During the Late Cretaceous the modern Alberta region lay just inland from the western shore of the Western Interior Seaway. The Horseshoe Canyon Formation records the final regression of the seaway and the establishment of broad coastal-plain swamps and rivers across central Alberta between about 73 and 67 million years ago. The lower part of the formation is more marine-influenced (and lies directly above the Bearpaw marine shale); the upper part is more terrestrial, with thick coal seams and large channel sandstones. This is the depositional environment that supported the famous late-Campanian and early-Maastrichtian dinosaur faunas of central Alberta.

The modern badland landscape is much younger and is glacial in origin. Continental ice sheets retreated from the region in the most recent Pleistocene and meltwater from the rapidly retreating ice cut down through the soft Cretaceous sediments, producing the network of canyons and badlands centred on the Red Deer River and its tributaries. Horseshoe Canyon itself is one of the larger side-valley features in the broader system, and ongoing erosion continues to expose new fossiliferous surfaces — which is why fossils that were not visible to early-20th-century geologists are turning up today.

How Horseshoe Canyon became a fossil destination

For decades after the founding of the Royal Tyrrell Museum (1985) the canyon was largely overlooked by professional paleontology, with most field effort focused on the bonebeds at Dinosaur Provincial Park, the Tyrrell's home badlands at Drumheller, and quarry sites along the Red Deer River. The 2020 Hrushkin discovery shifted attention to the canyon and to the surrounding NCC and Crown lands. The Tyrrell has since established an active field program in the canyon and continues to recover material; the canyon is no longer a quiet stop on the Dinosaur Trail.

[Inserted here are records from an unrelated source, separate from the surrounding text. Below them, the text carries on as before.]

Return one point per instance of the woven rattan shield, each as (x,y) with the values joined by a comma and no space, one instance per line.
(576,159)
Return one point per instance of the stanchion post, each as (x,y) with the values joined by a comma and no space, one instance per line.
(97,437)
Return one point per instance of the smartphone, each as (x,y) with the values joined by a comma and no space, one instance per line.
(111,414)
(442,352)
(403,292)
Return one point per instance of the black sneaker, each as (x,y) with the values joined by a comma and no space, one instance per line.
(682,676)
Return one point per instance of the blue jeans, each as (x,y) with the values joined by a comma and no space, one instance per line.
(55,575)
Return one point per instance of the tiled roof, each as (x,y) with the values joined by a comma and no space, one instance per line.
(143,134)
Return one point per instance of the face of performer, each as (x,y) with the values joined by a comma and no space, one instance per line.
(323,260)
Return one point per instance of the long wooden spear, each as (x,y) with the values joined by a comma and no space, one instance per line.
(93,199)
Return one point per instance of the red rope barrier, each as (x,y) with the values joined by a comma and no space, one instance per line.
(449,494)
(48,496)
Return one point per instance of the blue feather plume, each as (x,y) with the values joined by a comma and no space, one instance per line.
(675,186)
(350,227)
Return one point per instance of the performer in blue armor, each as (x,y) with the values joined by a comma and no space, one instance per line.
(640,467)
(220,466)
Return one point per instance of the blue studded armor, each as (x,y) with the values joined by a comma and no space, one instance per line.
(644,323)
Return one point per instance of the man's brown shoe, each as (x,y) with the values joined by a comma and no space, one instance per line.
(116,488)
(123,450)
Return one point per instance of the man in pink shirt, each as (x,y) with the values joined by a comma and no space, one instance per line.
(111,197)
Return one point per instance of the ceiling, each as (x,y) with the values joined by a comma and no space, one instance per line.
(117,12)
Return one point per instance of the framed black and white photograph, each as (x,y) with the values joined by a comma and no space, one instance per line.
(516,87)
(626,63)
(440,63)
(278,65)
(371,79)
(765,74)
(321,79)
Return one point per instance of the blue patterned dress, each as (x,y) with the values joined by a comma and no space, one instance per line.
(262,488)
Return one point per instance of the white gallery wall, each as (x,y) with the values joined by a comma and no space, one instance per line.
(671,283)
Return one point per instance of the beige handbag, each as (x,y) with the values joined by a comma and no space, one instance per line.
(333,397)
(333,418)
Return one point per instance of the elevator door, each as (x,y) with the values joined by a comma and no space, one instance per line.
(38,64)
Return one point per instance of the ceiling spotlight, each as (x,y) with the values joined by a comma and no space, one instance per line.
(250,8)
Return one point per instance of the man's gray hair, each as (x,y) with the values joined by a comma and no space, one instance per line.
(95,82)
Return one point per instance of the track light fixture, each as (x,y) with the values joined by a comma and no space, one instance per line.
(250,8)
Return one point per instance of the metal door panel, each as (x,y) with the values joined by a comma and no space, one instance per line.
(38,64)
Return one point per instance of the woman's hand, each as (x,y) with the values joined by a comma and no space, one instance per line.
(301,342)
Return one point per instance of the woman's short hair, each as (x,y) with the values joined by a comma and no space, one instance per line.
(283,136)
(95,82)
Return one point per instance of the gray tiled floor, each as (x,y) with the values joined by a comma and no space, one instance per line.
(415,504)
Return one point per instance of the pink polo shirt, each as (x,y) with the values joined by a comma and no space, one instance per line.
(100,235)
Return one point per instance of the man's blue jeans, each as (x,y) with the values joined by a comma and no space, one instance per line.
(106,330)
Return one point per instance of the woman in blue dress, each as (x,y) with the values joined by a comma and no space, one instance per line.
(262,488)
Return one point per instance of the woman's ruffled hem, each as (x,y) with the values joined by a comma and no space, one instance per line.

Collecting Rules & Regulations

Is Fossil Collecting Allowed?

Hiking the canyon is free and unregulated. Vertebrate fossil collecting is regulated; any digging requires a permit from the Royal Tyrrell Museum.

Key Points:

  • Stay on established footpaths where present; the canyon floor and slopes are unstable in places.
  • Vertebrate fossils are property of the Crown under the Alberta Historic Resources Act. Do not excavate. Photograph, GPS-tag, and report finds to the Royal Tyrrell Museum.
  • Surface collection of common invertebrate fossils on Crown land is allowed within reasonable limits.
  • Commercial sale or export of Alberta vertebrate fossils is prohibited.
  • The adjacent NCC Nodwell property is closed to public access.